— Сдай все золото, которое с тобой, и оружие. — Он пожевал безгубым ртом, — Или я прикажу обыскать тебя.
Курбский вспыхнул, но взял себя в руки; да, и это тоже их немецкая повадка — нагрубить, запугать. Но они еще не знают, кто он!
— Прочти грамоту! — сказал он раздельно, сурово. — И ты узнаешь, кто я, и поймешь, что я и мои люди находимся под защитой королевского закона.
— Здесь один закон — ордена, — сказал старик бесстрастно, — И я здесь судья. А золото, которое у тебя, ты отнял у ордена.
Андрей понимал его — за десять лет войны на западной границе он научился немецкому и польскому, он понимал не только его речь — его намерения. Чтобы проверить себя, он взглянул на мрачных неподвижных дворян, которые стояли за спиной старика у потухшего камина. Они смотрели в лицо с терпеливым ожиданием, исподлобья, тупо и жестоко: он понял, что они схватят его, если он сделает хоть шаг. А может быть, и убьют. Но он не понимал нечто личное в этой готовности к убийству, личную ненависть именно к нему.
— Ты понимаешь, кто я? — спросил он. — Ты и твои слуги должны знать: я гость и друг короля Сигизмунда-Августа.
Впервые старик взглянул на него своими красными глазками, и голый рот его покривился.
— Мы знаем, кто ты, — сказал он, — Ты — Курбский, которому доверился несчастный ленсмаршал Филипп, захваченный под Феллином. Ты обещал ему милость и свободу, но в Московии ему отрубили голову.

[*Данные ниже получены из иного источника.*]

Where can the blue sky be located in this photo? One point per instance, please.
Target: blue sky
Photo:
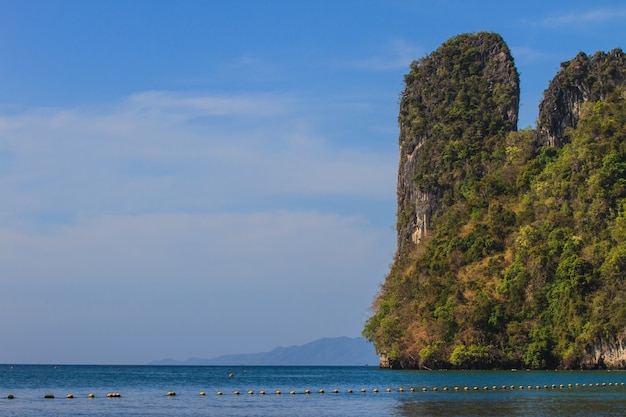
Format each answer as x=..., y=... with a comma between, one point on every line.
x=197, y=178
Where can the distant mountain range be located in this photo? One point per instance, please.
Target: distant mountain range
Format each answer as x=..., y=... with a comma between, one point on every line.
x=338, y=351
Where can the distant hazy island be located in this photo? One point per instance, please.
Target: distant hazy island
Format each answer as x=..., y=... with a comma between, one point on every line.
x=338, y=351
x=511, y=244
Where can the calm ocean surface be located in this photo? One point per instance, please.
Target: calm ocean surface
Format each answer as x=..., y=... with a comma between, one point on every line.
x=144, y=391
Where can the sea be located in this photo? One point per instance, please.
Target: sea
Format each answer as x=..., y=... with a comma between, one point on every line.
x=177, y=391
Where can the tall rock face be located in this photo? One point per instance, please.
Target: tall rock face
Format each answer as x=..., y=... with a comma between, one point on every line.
x=457, y=101
x=580, y=80
x=511, y=244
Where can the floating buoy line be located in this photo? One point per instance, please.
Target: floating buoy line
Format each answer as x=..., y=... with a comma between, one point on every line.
x=458, y=388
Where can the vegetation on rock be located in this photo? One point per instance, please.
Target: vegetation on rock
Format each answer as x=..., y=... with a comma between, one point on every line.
x=522, y=258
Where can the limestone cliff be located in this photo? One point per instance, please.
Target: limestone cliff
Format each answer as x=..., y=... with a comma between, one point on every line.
x=511, y=244
x=580, y=80
x=455, y=99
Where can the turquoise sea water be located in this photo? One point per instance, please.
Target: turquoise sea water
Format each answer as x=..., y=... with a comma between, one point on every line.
x=144, y=390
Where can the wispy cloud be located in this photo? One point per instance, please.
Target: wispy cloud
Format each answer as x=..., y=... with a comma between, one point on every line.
x=165, y=151
x=191, y=204
x=395, y=55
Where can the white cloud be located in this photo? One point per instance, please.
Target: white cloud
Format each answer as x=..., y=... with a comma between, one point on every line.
x=124, y=230
x=160, y=151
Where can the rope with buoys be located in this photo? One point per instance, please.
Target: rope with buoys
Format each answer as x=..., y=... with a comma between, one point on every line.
x=434, y=389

— Князь Иван отрубил, а не я, — ответил Курбский гневно. — От того Ивана-князя я и ушел за это и за другие злые дела. А о Филиппе мы ему с Данилой Адашевым писали и просили, Филиппа же я как брата почитал, и жил он у меня не как пленник, ел и пил со мной вместе.
Старик не ответил, он по-прежнему смотрел мимо.

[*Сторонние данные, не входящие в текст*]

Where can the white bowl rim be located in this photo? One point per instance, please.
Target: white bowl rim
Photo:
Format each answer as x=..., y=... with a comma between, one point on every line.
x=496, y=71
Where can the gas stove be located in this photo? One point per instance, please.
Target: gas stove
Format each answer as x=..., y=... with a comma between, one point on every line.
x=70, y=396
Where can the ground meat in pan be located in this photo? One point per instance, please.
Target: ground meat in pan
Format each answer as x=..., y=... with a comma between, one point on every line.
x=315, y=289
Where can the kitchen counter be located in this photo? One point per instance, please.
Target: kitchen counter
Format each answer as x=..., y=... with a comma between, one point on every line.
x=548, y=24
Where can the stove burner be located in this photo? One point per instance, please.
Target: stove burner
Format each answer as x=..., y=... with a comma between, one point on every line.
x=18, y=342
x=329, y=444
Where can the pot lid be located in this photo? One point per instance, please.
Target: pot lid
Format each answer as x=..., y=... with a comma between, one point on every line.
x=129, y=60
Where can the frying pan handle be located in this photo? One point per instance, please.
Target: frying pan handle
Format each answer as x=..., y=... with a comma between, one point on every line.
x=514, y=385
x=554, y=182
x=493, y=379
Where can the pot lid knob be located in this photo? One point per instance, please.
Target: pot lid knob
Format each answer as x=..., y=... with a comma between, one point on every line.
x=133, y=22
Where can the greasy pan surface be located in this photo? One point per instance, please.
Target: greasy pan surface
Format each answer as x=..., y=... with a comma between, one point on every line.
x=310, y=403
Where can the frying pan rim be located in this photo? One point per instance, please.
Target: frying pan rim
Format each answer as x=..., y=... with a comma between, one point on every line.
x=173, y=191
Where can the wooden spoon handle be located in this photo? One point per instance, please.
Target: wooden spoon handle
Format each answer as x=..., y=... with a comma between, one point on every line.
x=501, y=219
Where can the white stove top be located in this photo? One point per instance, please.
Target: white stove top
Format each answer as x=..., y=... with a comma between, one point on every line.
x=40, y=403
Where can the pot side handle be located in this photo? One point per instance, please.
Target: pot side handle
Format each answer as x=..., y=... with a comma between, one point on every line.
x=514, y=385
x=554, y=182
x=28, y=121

— Иди за мной, — сказал кто-то сзади.
Андрей обернулся — высокий немец с секирой в руке показывал на боковую дверь. Он прошел за немцем по коридору и вниз, в полутемную камеру. За дверью задвинули засов, и он остался один.
Ярость и стыд коверкали его лицо, крупная дрожь била тело. А потом было одно отвращение, холод бессмыслицы. Он жалел, что не убил там, в зале, старика крестоносца, он жалел, что бежал, что увел с собой верных людей, что не умер тогда на лугу под стенами Казани, уплывая в снежно-солнечные облака. Он ходил взад и вперед, от стены к стене. Может быть, немцы уже убили его слуг? Когда они убьют его? Убьют, а потом напишут Сигизмунду, что он сам напал на их отряд. Он знает, как это делается… Ливонцы ненавидят Сигизмунда так же, как и русских, — они помнят свое мертвое могущество, они первые пришли в этот край… Псы-рыцари… А он еще восхищался их пехотой, аркебузами, пушками и крепостями. И зачем он пришел в этот город Гельмет? Ему нет и не было здесь удачи.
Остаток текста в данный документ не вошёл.